When dealing with missing data in clinical trials, it is often convenient to work under a missing at random (MAR) assumption for the primary statistical model and rely on sensitivity analyses to address unverifiable missing data assumptions. One such sensitivity analysis, routinely requested by regulatory agencies, is the so-called tipping point analysis, in which the treatment effect is re-evaluated after adding a successively more extreme penalty to the predicted values among subjects with missing data. If the penalty needed to overturn the original conclusion is so extreme that it is considered clinically implausible then this indicates robustness to missing data assumptions.

One challenge with tipping point analyses is that it is not obvious how to best parametrise the penalty to be added to the predicted values in subjects with missing data. In a two-armed study, one might choose to penalise in the experimental arm only, yielding a computationally and conceptually convenient one-dimensional sensitivity analysis. On the other hand, it is arguably clinically more meaningful to apply arm-specific penalisation to both the experimental and comparator arm in order to obtain a two-way tipping point grid.

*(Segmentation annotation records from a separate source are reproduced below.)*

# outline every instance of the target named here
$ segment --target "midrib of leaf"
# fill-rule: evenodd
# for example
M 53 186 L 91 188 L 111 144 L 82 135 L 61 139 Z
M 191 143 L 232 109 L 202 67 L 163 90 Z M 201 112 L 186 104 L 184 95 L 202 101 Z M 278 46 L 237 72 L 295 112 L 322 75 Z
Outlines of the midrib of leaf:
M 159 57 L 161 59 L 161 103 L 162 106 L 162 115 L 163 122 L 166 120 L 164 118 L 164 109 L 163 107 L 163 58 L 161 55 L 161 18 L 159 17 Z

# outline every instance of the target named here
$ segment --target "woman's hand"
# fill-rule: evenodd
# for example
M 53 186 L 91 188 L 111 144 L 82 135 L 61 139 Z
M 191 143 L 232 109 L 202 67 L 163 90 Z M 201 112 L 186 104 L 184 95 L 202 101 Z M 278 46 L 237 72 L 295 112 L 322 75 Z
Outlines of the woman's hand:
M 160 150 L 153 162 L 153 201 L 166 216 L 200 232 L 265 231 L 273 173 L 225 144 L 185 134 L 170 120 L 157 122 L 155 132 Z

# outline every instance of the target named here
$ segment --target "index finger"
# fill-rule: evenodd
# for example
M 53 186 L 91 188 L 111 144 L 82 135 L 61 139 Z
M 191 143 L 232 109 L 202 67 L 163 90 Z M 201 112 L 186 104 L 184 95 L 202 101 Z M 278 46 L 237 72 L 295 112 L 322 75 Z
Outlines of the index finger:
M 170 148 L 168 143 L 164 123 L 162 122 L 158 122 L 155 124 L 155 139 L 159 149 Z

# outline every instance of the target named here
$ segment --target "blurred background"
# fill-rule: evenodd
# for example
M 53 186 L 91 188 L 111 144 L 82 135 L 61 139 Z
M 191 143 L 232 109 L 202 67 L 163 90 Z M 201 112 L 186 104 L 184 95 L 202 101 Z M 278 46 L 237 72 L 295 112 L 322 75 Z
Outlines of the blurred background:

We describe a computationally efficient approach to evaluating a two-way tipping grid in longitudinal clinical trials when the underlying statistical model is ANCOVA with multiple imputation. Furthermore, we extend the idea of arm-specific penalisation to full subject-specific penalisation, providing a computational framework for perturbing a MAR model along the most conservative path towards the null hypothesis of no treatment effect. The methodology is illustrated using data from a trial in T2D.